Da ist die feine Gesellschaft, der die Familie des Kommandanten angehört, des Arztes, der Priester, die Offiziere. Sie halten viel auf sich und deutlichen Abstand zur einfachen spanischen Bevölkerung, die sich als Arbeiter oder Händler verdingen und ein wenig wie Glücksritter auf mehr Glück und Erfolg hoffen, als ihnen in Spanien selbst sicher gewesen wäre. Die Einheimischen geraten da fast zur Staffage, als Diener, Botengänger vielleicht noch Händler. Marokko, das ist das Umland, in das spanische Zivilisten ohnehin kaum einen Fuß setzen.

Als Witwe mit Kind hängt Lina zwischen alledem, kann sich aber zumindest mit Handarbeiten über Wasser halten. Ein kleines Netzwerk von engen Freunden bietet ihr Halt; dies sind auch die prägenden Freunde von Pablo.

Mit der Unabhängigkeit Marokkos 1956 endet das fast schon beschauliche Leben in Bab-Qarfa für Pablo und Lina, die sich entschließt, mit ihrem Sohn zurück nach Spanien zu gehen. Pablo muss seine Freunde zurücklassen und nimmt eine ganze Menge aufkeimende Fragen mit. Genau die führen ihn nun, gerade erwachsen geworden, wieder zurück.

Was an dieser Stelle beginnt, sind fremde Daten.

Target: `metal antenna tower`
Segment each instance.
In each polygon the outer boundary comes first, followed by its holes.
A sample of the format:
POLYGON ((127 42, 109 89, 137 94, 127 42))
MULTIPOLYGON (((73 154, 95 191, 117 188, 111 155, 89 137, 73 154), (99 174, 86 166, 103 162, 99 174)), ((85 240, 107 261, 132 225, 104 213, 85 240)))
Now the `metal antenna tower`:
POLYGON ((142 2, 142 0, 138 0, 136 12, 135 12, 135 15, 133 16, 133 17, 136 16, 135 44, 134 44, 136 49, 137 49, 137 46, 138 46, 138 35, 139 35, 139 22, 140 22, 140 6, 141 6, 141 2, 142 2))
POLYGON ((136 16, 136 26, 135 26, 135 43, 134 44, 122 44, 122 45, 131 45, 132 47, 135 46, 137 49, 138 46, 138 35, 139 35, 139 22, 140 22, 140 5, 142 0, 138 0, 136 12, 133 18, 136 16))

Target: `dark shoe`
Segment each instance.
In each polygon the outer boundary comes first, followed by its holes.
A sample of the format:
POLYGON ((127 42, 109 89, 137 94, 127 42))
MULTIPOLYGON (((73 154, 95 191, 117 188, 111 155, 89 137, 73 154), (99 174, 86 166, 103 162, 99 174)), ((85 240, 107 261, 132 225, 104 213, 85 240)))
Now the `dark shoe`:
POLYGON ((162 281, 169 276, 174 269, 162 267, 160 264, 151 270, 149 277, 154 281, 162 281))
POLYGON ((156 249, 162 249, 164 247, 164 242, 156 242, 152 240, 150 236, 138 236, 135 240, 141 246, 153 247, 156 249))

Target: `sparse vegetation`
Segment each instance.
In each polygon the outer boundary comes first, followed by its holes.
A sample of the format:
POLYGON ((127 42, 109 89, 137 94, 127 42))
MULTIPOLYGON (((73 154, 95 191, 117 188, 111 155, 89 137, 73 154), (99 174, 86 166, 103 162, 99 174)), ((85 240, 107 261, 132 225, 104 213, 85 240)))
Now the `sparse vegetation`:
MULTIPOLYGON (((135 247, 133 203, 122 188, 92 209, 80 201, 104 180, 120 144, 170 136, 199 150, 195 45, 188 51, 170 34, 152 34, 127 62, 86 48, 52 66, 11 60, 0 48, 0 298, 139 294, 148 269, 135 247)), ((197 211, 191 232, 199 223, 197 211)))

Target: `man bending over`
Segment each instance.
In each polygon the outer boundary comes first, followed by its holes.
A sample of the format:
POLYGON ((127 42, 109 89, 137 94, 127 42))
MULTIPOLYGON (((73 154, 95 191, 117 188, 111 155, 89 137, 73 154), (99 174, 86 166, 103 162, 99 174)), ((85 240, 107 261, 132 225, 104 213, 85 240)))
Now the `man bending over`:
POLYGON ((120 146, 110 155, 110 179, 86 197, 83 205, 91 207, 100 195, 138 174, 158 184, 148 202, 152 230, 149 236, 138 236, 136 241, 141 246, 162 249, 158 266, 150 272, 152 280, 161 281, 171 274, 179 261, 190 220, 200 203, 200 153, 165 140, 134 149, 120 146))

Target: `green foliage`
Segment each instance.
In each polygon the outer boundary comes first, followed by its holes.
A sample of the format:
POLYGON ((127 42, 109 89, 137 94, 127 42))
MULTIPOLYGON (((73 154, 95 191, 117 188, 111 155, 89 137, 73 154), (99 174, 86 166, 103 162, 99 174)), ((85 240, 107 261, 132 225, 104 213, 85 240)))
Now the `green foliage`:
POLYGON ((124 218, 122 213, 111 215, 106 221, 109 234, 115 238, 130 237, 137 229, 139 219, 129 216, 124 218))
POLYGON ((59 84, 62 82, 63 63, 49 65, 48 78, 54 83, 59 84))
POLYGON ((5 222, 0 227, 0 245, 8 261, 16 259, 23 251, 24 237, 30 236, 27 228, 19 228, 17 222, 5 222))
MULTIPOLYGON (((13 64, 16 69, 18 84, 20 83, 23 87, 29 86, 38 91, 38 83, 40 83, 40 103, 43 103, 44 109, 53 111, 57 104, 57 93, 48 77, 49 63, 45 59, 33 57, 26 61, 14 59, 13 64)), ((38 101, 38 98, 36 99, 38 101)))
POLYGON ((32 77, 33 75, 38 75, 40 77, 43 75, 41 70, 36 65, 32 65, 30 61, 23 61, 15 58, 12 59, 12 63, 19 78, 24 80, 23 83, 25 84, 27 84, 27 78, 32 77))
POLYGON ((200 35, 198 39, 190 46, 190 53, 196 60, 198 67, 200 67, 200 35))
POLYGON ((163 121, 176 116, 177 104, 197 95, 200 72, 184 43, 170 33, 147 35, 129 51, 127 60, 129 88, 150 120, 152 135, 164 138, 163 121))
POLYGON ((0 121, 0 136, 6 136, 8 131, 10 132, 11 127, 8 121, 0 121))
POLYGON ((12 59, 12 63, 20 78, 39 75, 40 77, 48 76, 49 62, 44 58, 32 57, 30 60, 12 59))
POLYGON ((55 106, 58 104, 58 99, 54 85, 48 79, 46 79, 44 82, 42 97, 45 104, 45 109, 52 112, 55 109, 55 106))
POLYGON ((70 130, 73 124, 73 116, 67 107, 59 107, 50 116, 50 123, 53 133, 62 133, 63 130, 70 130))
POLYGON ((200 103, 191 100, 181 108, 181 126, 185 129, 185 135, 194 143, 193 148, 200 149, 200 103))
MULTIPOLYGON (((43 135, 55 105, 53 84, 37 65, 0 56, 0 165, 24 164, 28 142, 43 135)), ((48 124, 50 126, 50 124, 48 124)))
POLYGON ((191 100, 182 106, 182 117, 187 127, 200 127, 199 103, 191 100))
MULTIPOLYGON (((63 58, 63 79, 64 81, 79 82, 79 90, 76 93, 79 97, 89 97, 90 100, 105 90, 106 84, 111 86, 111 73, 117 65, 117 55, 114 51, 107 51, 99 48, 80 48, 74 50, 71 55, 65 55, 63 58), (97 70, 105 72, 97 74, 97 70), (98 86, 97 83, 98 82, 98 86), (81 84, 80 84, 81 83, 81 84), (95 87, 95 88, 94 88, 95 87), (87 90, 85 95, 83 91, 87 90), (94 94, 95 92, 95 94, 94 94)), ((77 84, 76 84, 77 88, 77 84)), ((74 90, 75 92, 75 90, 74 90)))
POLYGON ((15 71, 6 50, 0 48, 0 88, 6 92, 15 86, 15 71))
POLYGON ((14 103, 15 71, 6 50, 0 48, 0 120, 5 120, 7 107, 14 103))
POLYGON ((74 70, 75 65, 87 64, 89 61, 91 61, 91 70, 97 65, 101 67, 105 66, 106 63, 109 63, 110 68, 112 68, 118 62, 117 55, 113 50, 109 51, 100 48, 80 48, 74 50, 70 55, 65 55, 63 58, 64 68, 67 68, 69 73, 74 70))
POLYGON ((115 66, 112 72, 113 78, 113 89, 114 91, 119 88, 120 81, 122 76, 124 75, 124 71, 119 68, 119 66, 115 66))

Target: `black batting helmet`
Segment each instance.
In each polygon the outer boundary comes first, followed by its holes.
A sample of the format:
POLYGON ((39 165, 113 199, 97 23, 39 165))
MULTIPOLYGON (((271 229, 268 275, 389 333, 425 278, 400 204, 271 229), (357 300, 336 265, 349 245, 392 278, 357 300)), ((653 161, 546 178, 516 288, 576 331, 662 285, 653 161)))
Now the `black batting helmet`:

Viel hat sich geändert in der kleinen Stadt. Vor allem scheint niemand mehr da zu sein, von den Freunden, die er kannte. Fast schon auf der Rückreise findet er dann doch noch einen alten Bekannten, der mit gemeinsam mit seinem Freund eine Fahrradwerkstatt in Tanger betreibt. Hier gelingt es Pablo auch endlich, sich Fragen zu sich selbst zu stellen. Er wird dort noch eine Weile bleiben.

Gregorio Ortega Coto bietet in seinem Roman unglaublich viele kleine Geschichten, die sowohl das Leben unter Franco in Spanien aber vor allem in der Kolonie Marokko eindringlich illustrieren. Pablos Reise ins Land seiner Kindheit liefert die Rahmenhandlung. Allerdings hatte ich beim Lesen immer wieder das Gefühl, die wechselnden Szenen stünden ab und an etwas unverbunden nebeneinander. Dem Lesevergnügen tat das nicht zwingend einen Abbruch, da Coto wirklich Interessantes zu erzählen weiß und Land und Leute lebendig werden lässt.

Aufgefallen ist mir außerdem, dass sich ganz viele Formulierungen finden, bei denen zwar irgendwie klar ist, was gemeint ist, aber sie wirken dennoch immer wieder wie knapp danebengegriffen. Irgendwie ist das trotzdem nicht wirklich schlimm, nur ein wenig irritierend.

Kurz und gut: Ein interessanter Ausflug ins koloniale Marokko der frühen 50er Jahre – mit etwas erzählerischer Luft nach oben. Wer das Thema reizvoll findet, wird hier nicht enttäuscht werden.